> On 14 Feb 2021, at 4:52 PM, Zhang, Hong via petsc-dev <[email protected]> 
> wrote:
> 
> 
> 
>> On Feb 14, 2021, at 5:05 AM, Patrick Sanan <[email protected] 
>> <mailto:[email protected]>> wrote:
>> 
>> 
>> 
>>> Am 14.02.2021 um 07:22 schrieb Barry Smith <[email protected] 
>>> <mailto:[email protected]>>:
>>> 
>>> 
>>> 
>>>> On Feb 13, 2021, at 11:58 PM, Jed Brown <[email protected] 
>>>> <mailto:[email protected]>> wrote:
>>>> 
>>>> I usually configure --with-debugging=0 COPTFLAGS='-O2 -march=native' or 
>>>> similar. There's a tension here between optimizing aggressively for the 
>>>> current machine and making binaries that work on other machines. Most 
>>>> configure systems default to making somewhat portable binaries, so that's 
>>>> a principal of least surprise. (Though you're no novice and seem to have 
>>>> been surprised anyway.)
>>>> 
>>>> I'd kinda prefer if we recommended making portable binaries that run-time 
>>>> detected when to use newer instructions where it matters.
>>> 
>>>   How do we do this?

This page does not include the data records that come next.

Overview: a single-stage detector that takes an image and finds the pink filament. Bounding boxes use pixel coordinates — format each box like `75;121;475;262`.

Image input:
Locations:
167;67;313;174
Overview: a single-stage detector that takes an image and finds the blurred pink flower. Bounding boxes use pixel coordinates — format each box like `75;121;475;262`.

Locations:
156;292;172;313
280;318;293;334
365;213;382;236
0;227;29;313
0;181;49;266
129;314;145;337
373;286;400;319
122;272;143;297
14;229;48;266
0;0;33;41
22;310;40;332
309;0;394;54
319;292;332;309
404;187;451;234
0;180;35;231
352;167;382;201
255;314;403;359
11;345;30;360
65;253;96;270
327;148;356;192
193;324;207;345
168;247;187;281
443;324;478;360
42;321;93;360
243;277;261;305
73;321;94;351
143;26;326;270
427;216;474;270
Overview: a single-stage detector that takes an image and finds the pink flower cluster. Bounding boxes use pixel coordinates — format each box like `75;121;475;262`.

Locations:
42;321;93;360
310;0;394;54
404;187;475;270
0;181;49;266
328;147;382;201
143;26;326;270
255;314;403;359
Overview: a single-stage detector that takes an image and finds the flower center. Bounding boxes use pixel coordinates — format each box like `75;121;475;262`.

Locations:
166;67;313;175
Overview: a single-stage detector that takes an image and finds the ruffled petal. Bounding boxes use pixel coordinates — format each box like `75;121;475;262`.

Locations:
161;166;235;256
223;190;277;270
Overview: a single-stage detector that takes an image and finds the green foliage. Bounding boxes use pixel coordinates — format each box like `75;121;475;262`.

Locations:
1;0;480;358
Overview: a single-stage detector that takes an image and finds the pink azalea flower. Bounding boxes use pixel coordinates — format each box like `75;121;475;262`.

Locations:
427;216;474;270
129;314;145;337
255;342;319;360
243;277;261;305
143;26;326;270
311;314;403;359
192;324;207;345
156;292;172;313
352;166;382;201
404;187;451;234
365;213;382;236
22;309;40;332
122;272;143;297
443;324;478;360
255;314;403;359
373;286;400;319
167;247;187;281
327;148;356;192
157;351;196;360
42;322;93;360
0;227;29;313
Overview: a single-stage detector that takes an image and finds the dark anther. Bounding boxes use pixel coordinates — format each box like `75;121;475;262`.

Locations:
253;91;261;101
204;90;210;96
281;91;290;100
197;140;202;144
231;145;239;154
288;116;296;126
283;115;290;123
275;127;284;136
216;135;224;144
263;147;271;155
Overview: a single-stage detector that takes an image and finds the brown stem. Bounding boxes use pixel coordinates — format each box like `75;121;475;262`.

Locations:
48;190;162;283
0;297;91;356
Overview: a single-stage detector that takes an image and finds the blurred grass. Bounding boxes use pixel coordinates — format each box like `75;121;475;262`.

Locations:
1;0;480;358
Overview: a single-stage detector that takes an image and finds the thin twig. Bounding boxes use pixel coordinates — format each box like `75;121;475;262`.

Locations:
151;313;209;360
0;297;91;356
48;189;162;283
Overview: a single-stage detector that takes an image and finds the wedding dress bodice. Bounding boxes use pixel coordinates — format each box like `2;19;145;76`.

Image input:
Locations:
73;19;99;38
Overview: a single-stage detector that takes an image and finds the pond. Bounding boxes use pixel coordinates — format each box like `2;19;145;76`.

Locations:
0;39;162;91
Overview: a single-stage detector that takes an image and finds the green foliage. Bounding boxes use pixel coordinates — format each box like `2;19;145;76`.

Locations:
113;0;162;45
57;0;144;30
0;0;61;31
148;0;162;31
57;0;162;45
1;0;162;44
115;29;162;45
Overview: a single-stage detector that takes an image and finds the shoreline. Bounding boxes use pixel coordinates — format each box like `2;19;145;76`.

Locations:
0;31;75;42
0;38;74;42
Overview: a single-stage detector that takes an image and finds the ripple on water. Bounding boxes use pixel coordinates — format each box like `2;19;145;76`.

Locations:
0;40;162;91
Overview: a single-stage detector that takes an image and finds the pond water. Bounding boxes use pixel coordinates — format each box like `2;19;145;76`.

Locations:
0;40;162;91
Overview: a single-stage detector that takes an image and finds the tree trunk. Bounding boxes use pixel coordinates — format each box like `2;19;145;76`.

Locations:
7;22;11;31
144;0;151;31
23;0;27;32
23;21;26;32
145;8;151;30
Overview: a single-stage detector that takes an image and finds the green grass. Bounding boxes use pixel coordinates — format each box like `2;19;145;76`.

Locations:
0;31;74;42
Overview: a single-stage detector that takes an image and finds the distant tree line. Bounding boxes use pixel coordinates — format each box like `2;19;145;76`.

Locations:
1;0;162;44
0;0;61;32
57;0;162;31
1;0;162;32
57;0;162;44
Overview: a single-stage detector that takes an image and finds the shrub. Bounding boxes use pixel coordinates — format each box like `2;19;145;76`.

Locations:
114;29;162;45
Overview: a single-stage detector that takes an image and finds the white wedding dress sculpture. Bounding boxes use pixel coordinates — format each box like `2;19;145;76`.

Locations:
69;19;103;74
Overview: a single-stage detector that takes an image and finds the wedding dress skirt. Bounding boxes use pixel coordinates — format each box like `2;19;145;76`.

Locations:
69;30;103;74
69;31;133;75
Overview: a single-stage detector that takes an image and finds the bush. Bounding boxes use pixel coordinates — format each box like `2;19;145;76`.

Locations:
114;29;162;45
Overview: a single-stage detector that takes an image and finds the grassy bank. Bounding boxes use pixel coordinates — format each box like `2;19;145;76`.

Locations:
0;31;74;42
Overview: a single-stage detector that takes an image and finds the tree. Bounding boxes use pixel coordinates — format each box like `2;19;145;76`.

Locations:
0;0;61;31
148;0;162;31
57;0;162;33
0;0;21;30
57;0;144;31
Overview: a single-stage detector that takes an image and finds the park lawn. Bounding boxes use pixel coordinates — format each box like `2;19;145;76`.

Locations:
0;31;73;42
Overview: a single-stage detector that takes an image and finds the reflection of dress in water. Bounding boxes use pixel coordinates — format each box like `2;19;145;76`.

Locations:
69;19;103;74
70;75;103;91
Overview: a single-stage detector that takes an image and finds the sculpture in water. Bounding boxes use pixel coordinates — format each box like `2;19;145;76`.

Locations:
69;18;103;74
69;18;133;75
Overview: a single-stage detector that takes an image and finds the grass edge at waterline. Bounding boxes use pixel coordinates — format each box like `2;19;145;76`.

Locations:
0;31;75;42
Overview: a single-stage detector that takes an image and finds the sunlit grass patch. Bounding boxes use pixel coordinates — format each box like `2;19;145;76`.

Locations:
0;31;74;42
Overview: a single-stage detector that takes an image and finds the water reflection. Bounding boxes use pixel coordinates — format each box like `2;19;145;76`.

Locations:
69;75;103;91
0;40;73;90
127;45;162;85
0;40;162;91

What can we put in configure to do this.
>>> 
>>>   Yes, I never paid attention to the AVX nonsense over the years and never 
>>> realized that Intel and Gnu (and hence PETSc)  both compile by default for 
>>> machines I used in my twenties.
>>> 
>>>   Expecting PETSc users to automatically add -march= is not realistic.  I 
>>> will try to rig something up in configure where if the user does not 
>>> provide march something reasonable is selected. 
>> A softer (yet trivial to implement) option might also be to just alert the 
>> user that these flags exist in the usual message about using default 
>> optimization flags. Something like this would encourage users to do what Jed 
>> is doing:
>> 
>>       ***** WARNING: Using default optimization C flags -g -O3
>> You might consider manually setting optimal optimization flags for your 
>> system with
>> COPTFLAGS="optimization flags" see config/examples/arch-*-opt.py for 
>> examples. 
>> In particular, you may want to supply specific flags (e.g. -march=native) 
>> to take advantage of higher-performance instructions.
> 
> I think this is a reasonable thing to do.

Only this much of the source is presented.